Let me first recall some basic well-known definitions: Let $R$ be a ring (as always commutative). A (cocomplete) abelian tensor category is defined to be a symmetric monoidal category, whose underlying category is also a $R$-linear (cocomplete) abelian category, such that the tensor product is right exact (cocontinuous) and $R$-linear in each variable. An object $X$ of such a category $C$ is called flat if $X \otimes -$ is an exact functor. Also recall that an object $X$ of a symmetric monoidal category is called dualizable with dual $X^\*$ if it comes equipped with morphisms $1_C \to X \otimes X^\*$ and $X^\* \otimes X \to 1_C$ satisfying the two triangular identities.
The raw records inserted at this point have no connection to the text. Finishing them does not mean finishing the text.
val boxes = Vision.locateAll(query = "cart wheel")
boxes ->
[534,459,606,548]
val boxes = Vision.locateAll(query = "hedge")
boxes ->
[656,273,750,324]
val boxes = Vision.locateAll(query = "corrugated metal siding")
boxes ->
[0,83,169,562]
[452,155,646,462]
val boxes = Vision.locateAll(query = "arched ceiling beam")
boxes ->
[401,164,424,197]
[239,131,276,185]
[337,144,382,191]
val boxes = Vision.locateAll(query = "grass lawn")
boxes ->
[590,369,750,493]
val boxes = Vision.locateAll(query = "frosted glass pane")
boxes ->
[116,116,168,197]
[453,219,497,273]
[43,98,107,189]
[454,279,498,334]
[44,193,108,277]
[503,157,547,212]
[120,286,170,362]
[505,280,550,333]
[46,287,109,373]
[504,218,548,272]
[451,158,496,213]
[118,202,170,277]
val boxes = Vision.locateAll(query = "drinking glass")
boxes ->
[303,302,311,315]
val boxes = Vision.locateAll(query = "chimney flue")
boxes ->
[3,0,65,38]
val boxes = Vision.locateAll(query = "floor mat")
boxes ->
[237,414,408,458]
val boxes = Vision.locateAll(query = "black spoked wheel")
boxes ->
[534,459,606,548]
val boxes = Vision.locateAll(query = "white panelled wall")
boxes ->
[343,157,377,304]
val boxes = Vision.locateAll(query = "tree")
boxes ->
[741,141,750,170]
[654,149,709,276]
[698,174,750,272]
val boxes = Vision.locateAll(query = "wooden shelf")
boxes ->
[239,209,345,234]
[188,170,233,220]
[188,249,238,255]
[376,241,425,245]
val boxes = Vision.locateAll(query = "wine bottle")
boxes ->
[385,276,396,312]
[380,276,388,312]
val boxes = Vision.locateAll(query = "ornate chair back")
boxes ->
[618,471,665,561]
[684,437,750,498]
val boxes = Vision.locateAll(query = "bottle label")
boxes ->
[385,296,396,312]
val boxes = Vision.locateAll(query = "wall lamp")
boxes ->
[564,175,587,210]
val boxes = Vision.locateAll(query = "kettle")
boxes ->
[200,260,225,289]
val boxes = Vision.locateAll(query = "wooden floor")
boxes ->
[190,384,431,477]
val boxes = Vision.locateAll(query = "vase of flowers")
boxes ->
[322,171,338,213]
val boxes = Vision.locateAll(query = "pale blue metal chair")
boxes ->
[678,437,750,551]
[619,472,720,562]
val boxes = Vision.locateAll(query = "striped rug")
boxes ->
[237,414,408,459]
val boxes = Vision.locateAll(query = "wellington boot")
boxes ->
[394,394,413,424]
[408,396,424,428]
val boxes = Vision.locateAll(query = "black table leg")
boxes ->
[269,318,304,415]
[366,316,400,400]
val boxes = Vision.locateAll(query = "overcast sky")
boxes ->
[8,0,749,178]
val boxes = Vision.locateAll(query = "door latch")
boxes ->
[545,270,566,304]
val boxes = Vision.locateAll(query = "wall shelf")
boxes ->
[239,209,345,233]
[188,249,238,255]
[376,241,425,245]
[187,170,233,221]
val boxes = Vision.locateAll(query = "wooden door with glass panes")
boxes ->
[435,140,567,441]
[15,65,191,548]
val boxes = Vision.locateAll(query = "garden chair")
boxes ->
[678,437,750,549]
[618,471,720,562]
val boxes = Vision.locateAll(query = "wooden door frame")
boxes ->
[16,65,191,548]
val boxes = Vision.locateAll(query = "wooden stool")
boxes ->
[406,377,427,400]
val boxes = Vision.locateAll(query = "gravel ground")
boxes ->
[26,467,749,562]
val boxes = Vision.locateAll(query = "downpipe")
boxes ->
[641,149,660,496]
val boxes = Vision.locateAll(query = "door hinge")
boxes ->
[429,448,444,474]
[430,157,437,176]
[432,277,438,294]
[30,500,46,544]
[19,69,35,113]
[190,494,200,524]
Now these notions are connected in the case of $C = \text{Mod}(R)$: The dualizable objects are precisely the finitely generated projective $R$-modules (equivalently, locally free of finite rank). Thus, every dualizable object is flat, and Lazard's Theorem implies that every flat module is a directed colimit of locally free modules. Now I wonder if these statements remain true in the general case. I've already this concerning Lazard's theorem here for the category of quasi-coherent modules on a nice scheme (without answer). Thus my question is:
Question: Is every dualizable object in a (cocomplete) abelian tensor category flat?
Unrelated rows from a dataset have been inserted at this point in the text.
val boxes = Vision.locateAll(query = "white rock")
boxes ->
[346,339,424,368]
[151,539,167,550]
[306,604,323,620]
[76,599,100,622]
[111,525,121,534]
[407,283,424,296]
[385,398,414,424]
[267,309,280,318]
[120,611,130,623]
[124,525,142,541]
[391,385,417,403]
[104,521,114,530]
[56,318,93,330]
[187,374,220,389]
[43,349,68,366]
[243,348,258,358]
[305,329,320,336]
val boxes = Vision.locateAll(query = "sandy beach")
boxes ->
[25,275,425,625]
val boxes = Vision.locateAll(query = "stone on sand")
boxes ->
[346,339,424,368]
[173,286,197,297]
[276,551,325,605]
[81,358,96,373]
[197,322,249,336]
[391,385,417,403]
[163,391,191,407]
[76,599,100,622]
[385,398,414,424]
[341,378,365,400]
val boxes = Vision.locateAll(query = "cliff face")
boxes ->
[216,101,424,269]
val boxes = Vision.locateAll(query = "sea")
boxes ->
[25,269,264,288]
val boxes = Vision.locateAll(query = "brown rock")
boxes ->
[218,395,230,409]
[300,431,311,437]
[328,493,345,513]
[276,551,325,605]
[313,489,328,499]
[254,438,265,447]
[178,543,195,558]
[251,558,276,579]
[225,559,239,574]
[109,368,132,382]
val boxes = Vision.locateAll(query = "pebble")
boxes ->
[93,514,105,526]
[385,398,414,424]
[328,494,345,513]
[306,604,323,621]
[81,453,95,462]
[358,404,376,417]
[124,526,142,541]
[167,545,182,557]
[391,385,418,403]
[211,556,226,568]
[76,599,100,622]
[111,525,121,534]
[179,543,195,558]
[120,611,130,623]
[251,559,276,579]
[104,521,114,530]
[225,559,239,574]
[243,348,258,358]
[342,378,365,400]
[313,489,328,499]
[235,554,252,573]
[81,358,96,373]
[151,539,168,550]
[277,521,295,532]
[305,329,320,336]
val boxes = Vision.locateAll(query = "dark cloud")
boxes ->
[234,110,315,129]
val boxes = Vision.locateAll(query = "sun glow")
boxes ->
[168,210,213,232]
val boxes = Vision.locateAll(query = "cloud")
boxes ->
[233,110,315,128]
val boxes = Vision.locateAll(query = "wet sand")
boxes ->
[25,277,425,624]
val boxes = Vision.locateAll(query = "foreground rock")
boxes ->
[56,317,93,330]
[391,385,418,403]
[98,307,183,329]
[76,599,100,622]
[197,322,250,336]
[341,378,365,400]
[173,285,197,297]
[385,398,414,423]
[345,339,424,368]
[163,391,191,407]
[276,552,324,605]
Remark that we cannot insert "projective" as an intermediate step. It is easy to see that $1$ is projective iff every dualizable object is projective. But $1$ is not projective in $\text{Qcoh}(S)$ forr some non-affine concentrated scheme $S$, whereas the question in this case is answered with "yes" since every locally free quasi-coherent sheaf is locally flat and thus (globally) flat.
Best Answer
A dual pair as you describe above induces an adjunction $(X^*\otimes-)\dashv(X\otimes-)$, and since right adjoints preserve limits, $X$ is flat.